Tıpkı organlar gibi organeller de hücre içinde belirli işlevleri yerine getirmek üzere özelleşmiş yapıları ifade ediyor. Örneğin mitokondri enerji üretiminden sorumluyken, endoplazmik retikulum proteinleri taşımak gibi görevleri üstleniyor. 
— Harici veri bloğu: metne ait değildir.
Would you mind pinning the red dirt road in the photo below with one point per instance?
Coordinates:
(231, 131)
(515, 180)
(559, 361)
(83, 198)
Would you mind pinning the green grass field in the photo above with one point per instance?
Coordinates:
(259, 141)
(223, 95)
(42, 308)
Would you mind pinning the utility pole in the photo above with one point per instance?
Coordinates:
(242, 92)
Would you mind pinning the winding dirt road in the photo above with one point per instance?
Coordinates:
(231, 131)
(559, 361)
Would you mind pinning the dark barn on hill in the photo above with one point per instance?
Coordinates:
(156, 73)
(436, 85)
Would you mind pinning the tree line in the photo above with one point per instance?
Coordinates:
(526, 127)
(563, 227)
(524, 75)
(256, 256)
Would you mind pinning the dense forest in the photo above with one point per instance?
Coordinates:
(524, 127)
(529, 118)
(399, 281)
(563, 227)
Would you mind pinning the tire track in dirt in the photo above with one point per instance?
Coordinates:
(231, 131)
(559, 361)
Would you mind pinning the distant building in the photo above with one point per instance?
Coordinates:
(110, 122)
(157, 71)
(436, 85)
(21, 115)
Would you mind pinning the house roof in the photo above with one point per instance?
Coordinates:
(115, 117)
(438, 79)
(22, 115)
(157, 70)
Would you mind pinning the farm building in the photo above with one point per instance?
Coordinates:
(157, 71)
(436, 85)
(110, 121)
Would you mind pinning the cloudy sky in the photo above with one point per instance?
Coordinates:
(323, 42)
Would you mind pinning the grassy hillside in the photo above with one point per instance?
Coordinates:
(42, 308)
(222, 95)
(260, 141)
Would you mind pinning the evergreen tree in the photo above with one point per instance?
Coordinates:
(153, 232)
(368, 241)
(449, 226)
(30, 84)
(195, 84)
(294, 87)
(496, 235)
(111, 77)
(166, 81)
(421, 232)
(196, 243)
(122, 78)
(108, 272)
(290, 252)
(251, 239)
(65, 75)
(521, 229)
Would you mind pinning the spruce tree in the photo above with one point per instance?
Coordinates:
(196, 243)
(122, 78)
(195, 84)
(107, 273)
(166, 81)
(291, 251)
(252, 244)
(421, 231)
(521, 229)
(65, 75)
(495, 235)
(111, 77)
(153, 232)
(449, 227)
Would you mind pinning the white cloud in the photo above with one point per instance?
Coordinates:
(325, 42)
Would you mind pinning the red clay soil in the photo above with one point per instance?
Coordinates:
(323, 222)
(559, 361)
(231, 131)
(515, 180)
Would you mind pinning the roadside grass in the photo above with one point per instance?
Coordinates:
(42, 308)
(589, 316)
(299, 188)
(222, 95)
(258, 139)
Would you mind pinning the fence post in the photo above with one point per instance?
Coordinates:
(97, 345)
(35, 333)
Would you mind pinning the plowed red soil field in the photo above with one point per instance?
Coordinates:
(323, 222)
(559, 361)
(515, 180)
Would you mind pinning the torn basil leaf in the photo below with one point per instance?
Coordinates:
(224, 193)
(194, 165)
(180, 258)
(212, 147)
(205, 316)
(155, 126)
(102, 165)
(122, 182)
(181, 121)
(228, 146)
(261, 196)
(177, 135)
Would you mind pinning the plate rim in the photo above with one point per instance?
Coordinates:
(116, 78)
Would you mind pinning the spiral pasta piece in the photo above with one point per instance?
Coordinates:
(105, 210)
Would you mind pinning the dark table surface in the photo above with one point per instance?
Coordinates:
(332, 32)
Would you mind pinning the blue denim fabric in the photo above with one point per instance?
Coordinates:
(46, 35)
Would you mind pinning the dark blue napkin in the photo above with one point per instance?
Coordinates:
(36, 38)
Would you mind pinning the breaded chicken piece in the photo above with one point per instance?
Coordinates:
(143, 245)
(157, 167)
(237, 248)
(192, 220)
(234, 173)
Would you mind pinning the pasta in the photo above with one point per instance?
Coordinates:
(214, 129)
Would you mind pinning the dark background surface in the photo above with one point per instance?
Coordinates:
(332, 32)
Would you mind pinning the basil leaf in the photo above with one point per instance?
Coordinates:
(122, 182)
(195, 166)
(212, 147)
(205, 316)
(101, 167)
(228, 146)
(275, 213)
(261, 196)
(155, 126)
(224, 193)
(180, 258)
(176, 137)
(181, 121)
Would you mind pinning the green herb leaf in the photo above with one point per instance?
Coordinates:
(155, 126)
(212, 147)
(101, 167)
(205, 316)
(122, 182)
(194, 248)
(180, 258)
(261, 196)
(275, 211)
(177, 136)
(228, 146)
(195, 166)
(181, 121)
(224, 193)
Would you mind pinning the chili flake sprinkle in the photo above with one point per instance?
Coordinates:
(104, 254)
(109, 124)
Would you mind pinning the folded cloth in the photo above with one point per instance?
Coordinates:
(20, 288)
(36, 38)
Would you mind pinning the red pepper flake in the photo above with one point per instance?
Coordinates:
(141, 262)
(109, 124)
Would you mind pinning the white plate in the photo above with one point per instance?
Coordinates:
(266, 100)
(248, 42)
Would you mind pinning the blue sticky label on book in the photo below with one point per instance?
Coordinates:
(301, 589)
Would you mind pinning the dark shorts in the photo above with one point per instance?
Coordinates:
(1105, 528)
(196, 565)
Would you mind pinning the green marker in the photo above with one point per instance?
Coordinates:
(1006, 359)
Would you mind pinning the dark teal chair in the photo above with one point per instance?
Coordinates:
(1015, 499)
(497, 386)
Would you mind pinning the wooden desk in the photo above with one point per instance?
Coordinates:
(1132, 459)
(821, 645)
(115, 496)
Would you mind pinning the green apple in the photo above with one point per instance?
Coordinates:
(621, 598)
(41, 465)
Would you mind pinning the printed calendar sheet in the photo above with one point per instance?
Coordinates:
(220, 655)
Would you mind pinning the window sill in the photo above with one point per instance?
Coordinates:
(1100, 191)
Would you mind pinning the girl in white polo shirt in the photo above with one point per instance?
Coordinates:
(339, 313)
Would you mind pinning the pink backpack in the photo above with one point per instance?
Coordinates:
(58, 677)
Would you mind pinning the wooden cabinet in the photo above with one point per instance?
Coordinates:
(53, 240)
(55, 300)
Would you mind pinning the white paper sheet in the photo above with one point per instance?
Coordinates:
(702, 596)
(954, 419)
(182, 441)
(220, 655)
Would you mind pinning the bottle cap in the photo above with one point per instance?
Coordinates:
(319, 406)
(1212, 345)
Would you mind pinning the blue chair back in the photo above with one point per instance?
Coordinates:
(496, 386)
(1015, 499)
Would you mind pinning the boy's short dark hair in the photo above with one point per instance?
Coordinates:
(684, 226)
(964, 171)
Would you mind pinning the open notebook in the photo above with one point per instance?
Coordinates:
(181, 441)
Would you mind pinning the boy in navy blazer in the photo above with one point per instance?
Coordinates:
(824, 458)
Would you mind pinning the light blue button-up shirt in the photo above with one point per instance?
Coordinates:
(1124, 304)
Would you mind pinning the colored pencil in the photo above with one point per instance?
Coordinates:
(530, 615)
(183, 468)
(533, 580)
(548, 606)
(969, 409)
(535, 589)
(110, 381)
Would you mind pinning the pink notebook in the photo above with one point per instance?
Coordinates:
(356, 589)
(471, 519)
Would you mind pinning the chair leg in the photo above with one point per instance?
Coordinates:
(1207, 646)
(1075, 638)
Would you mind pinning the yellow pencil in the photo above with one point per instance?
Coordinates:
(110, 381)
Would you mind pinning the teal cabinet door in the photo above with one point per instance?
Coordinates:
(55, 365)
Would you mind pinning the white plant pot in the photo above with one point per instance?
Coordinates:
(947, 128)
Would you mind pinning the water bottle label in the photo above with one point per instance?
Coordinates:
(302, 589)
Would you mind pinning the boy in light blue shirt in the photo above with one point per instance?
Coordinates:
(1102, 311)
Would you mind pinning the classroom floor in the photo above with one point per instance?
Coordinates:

Virginia Üniversitesi ve ABD Ulusal Sağlık Enstitüleri'nden bilim insanları hücrelerin şeklini koruyan filamentleri incelerken, ürettikleri üç boyutlu görüntülerde sürekli karşılarına çıkan alışılmadık bir yapı olduğunu fark etti.

Bulguları hakemli dergi Nature Communications'ta yayımlanan çalışmada hücrede belirli bir görevi yerine getirdiği düşünülen bu yapının daha önce tanımlanmamış bir organel olduğuna karar verildi.

Bilim insanları hemifüzom (hemifusome) adını verdikleri yapının insan hücrelerindeki proteinlerin ayrıştırılması, geri dönüştürülmesi ve dışarı atılmasında rol oynadığını tahmin ediyor.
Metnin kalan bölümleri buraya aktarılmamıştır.